An investigation of the effects of chain length and ionic head group on perfluoroalkyl acid binding to human serum albumin

Perfluoroalkyl acids (PFAAs) are a class of contaminants of emerging concern (CECs) and have been a rising local issue due to the water contamination of Hoosick Falls, NY, and Bennington, VT, among other local communities. They also have been designated as PBTs (persistent, bioaccumulative and toxic), which is concerning since they are found in a wide variety of consumer products ranging from non-stick coatings to fire-fighting foam. Unlike other CECs, PFAAs bioaccumulate in areas of high protein concentration due to their unique properties of being both lipophobic and hydrophobic, causing them to accumulate in areas such as the kidneys, liver and blood; therefore, it is vital to study PFAA-protein interactions. Human Serum Albumin (HSA) is used as the model protein in PFAA-protein binding since it is the most abundant protein in the blood and is involved in the reversible binding and transport of exogenous and endogenous ligands. Previous research on PFAAs have lacked a systematic method of studying the binding of PFAA to HSA, have had conflicting data and have only focused on the medium-chain length PFAAs.
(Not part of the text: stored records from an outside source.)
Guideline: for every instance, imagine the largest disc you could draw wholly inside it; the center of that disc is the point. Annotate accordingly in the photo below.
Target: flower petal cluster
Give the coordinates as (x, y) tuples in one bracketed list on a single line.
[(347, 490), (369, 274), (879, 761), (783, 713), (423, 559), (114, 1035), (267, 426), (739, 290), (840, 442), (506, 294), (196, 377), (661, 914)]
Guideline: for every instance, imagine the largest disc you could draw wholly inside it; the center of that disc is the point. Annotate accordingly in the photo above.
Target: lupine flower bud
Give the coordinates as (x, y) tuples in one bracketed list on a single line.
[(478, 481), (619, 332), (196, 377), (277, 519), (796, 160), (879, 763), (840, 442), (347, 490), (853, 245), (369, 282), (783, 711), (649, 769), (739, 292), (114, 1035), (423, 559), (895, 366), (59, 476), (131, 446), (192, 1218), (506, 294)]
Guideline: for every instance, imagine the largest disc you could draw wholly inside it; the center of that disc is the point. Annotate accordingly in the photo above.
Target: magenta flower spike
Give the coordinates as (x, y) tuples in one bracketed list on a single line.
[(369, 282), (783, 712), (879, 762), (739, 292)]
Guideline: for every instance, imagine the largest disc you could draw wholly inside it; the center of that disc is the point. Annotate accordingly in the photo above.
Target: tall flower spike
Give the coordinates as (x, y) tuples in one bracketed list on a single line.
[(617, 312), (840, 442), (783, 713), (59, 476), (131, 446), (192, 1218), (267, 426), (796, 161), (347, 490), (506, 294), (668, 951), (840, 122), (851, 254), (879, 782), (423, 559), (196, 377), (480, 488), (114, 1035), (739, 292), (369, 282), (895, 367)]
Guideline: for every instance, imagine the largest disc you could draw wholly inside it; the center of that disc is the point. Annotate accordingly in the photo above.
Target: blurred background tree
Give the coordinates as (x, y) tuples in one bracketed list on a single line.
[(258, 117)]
Relatively few studies have focused on determining a relationship between PFAA chain length and ionic head group to HSA binding. In this study binding affinities for short-, medium- and long-chain perfluorocarboxylates and perfluorosulfonates (ranging from 4 to 12 carbons) were determined in order to understand the relationship between PFAA chain length and ionic head group. These results were obtained using a systematic equilibrium dialysis method coupled with liquid chromatography-tandem mass spectrometry (LC-MS/MS) that selectively determined PFAA binding affinities. The results show that all PFAAs studied bind to HSA according to a two-class binding model, regardless of chain length or ionic head group, and the short-chain PFAAs bind only moderately weaker than the medium- and long-chain PFAAs, which raises concern over whether or not the short-chain PFAA replacements are any safer than their predecessors.